Mai più nel lavandino gli olii alimentari esausti:
si avviino procedure virtuose di raccolta per la produzione di biodiesel
Gli olii alimentari esausti sono residui generalmente derivati dalla frittura di oli di semi vegetali di diversi tipi: per ovvie ragioni le alte temperature a cui vengono sottoposti causano una radicale trasformazione della struttura molecolare polimerica conseguenza dell’ossidazione e dell’assorbimento delle sostanze derivanti dalla carbonizzazione dei residui alimentari. La conseguenza immediata del processo della frittura è, infatti, che l’olio si trasforma in un rifiuto speciale causa di grave inquinamento qualora non venga effettuato un corretto smaltimento se disperso nell’ambiente e quindi attraverso la rete fognaria come avviene nelle case della stragrande maggioranza delle famiglie italiane. Proviamo ad immaginare la quantità di olio fritto disperso attraverso i lavandini degli italiani: certamente una quantità notevole che neanche i migliori depuratori difficilmente riescono efficacemente a smaltire senza lasciare residui dannosi per l’ambiente.

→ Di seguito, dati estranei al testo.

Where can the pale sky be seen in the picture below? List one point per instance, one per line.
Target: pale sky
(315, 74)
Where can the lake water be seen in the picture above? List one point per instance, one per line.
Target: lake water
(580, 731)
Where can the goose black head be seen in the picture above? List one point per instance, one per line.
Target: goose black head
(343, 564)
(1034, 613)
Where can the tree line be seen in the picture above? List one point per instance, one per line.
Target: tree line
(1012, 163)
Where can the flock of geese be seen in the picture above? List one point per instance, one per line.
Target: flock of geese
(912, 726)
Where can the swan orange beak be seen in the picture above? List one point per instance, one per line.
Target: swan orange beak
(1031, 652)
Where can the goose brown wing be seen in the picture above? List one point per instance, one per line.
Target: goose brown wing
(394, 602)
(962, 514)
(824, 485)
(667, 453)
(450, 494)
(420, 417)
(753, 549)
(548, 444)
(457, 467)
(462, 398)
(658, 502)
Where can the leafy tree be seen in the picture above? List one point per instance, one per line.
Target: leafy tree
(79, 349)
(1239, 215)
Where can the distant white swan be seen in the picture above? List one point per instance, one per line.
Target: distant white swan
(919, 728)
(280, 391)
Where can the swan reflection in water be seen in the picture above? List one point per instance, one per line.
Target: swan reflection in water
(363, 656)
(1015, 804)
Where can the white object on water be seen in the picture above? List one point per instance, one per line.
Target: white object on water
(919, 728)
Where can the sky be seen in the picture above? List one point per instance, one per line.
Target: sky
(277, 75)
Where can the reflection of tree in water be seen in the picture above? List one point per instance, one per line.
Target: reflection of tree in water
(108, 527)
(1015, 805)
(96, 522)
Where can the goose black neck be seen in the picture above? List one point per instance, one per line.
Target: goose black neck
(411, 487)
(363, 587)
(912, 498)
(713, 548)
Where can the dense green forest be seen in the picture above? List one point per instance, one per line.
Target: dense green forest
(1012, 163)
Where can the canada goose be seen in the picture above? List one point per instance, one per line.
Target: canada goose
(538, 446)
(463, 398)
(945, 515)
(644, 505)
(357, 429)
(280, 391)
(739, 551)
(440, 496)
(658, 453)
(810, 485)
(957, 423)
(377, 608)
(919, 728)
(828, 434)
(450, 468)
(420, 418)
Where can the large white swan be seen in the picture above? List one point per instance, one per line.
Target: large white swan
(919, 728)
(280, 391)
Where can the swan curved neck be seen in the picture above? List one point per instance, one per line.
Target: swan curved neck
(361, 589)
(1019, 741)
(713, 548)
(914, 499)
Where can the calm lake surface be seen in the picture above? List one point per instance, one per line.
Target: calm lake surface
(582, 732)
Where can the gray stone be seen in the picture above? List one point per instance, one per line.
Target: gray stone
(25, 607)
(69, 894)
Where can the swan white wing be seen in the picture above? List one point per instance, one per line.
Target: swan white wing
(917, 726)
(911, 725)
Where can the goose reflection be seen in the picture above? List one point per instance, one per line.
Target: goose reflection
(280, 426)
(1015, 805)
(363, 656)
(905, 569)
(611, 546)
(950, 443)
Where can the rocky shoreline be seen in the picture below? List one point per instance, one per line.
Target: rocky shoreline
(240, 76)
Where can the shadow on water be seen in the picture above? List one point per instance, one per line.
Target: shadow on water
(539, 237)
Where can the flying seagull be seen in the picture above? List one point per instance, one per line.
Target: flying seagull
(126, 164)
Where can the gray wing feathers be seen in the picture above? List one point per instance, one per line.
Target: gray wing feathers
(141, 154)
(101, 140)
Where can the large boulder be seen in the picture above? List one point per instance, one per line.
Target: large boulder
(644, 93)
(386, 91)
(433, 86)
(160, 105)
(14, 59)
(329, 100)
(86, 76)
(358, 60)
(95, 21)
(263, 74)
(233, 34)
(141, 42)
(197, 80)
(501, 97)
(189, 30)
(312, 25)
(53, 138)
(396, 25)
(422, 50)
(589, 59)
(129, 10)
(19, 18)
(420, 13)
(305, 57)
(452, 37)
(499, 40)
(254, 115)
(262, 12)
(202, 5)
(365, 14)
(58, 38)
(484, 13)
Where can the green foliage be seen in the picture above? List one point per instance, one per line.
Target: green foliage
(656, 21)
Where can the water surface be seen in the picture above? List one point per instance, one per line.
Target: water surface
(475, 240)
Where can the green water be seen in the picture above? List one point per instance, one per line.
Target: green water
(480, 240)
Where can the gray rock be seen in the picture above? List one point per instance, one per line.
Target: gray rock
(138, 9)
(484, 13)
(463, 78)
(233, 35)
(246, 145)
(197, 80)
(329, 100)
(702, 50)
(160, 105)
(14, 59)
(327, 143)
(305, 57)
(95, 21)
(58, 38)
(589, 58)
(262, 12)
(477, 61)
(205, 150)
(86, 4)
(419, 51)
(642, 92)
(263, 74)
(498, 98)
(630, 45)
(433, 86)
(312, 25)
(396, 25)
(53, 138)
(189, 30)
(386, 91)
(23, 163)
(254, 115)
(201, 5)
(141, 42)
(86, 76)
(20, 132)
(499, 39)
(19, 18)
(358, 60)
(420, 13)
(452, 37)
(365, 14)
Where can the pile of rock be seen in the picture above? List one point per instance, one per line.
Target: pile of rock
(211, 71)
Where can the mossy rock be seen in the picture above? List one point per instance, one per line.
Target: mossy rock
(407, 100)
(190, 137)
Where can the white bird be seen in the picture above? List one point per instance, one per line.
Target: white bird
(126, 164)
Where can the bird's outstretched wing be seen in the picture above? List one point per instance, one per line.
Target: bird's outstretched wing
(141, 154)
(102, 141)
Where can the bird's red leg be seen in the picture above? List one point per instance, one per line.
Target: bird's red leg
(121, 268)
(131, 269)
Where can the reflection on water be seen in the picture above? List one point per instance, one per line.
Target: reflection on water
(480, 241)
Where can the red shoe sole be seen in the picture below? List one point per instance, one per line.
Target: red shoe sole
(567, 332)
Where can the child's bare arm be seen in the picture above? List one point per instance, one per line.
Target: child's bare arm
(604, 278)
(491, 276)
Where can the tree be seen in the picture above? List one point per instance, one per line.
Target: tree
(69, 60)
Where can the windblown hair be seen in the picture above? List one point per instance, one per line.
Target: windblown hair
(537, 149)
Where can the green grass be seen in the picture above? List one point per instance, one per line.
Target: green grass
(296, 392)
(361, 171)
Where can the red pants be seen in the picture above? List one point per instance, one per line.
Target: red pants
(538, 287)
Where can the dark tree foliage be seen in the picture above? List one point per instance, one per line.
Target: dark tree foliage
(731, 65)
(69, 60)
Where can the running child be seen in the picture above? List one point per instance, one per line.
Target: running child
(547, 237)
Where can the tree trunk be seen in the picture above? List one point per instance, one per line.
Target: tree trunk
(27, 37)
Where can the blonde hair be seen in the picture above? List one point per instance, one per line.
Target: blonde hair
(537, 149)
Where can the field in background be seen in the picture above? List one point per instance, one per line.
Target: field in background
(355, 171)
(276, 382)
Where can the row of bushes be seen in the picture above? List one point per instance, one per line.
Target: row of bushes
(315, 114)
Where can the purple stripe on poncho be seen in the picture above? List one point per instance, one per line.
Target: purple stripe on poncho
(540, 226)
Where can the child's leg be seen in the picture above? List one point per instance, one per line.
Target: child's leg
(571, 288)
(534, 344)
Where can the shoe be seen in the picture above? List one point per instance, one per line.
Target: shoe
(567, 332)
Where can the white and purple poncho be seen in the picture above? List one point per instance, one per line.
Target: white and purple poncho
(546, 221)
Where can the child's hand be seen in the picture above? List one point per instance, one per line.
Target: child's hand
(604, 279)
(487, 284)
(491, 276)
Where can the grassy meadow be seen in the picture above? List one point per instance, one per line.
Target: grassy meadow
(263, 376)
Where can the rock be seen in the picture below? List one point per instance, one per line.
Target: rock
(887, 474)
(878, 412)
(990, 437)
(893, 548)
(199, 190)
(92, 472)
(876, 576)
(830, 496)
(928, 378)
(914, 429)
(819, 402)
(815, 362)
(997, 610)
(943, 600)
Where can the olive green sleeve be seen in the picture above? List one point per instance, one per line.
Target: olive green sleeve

Ciò avviene perché in Italia non esiste una normativa che obblighi i privati cittadini a raccogliere i residui della frittura in appositi contenitori come avviene per bar, ristoranti ed in genere negli esercizi di ristorazione e nelle industrie alimentari. La questione però che ancora tarda a prender quota nella mente di gran parte degli italiani è quella di considerare il cosiddetto “rifiuto”, specie se di difficile smaltimento, una vera e propria risorsa da utilizzare anche a fini di lucro. Al contrario in altri Paesi che hanno compreso il business, nascono imprese che del recupero e del riutilizzo degli scarti che Noi italiani pensiamo inutilizzabili, fanno la loro ragion d’essere. E’ questo il caso di una piccola società californiana che ha ben pensato di avviare una vera e propria raffineria di olii alimentari esausti per la produzione – udite udite – di biodiesel a costi ridotti di trasporto, stoccaggio e trasformazione. Se molti pensavano che il rapporto costi – benefici (leggasi profitto) della trasformazione degli olii esausti in biocarburante fosse troppo basso, con i sistemi innovativi messi a punto all’estero dovrà ricredersi e forse pensare che in Italia sia giunto il momento di cambiare rotta anche in questo settore. Per queste ragioni, Giovanni D’Agata, componente del Dipartimento Tematico Nazionale “Tutela del Consumatore” di Italia dei Valori,ritiene imprescindibile l’avvio di procedure virtuose di raccolta degli olii alimentari esausti anche nelle case dei privati per il recupero e la produzione di biodiesel. Occorre, infatti, l’emanazione di normative incentivanti che partendo dai comuni che costituiscono il livello base per la raccolta dei rifiuti obblighino i cittadini a non disperdere questa preziosa “nuova” fonte di energia e a non continuare ad inquinare l’ambiente.